AaronGullickson / system_generation

Generate solar system data for Battletech universe using Campaign Operations rules
2 stars 1 forks source link

Encoding issue with surname data #1

Closed AaronGullickson closed 5 years ago

AaronGullickson commented 5 years ago

There is some kind of encoding issues with some of the additional surname data added in commit 4957287ed3286a6bb187643fdb96f9db205f083b that is causing problems when the final data is loaded into MHQ. I have disabled surname sampling at the moment to allow for finishing other projects, but I will need to look at this and fix it eventually.

AaronGullickson commented 5 years ago

From the file command:

bayes:additional_surnames aarong$ file *
names_burmese.txt:   ASCII text, with CRLF line terminators
names_israeli.txt:   ISO-8859 text, with CRLF line terminators
names_jewish.txt:    ASCII text, with CRLF line terminators
names_malay.txt:     ASCII text, with CRLF line terminators
names_mongolian.txt: UTF-8 Unicode (with BOM) text, with CRLF line terminators
names_persian.txt:   ASCII text, with CRLF line terminators
names_thai.txt:      ASCII text, with CRLF line terminators

The problem appears to be names_israeli.txt which is ISO-8859.

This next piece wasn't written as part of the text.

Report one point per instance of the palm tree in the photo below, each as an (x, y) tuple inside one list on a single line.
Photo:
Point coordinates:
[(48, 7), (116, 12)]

AaronGullickson commented 5 years ago

In commit 5acada3c89933ecb5c7e1a017b04c0320191c644, I have converted the offending file to UTF8 and re-ran get_surnames.R to get a new surname dataset for sampling. I will leave this open until I have a chance to really test it out after HPG stuff is done.

AaronGullickson commented 5 years ago

I have now checked and changing the encoding seems to have resolved this issue.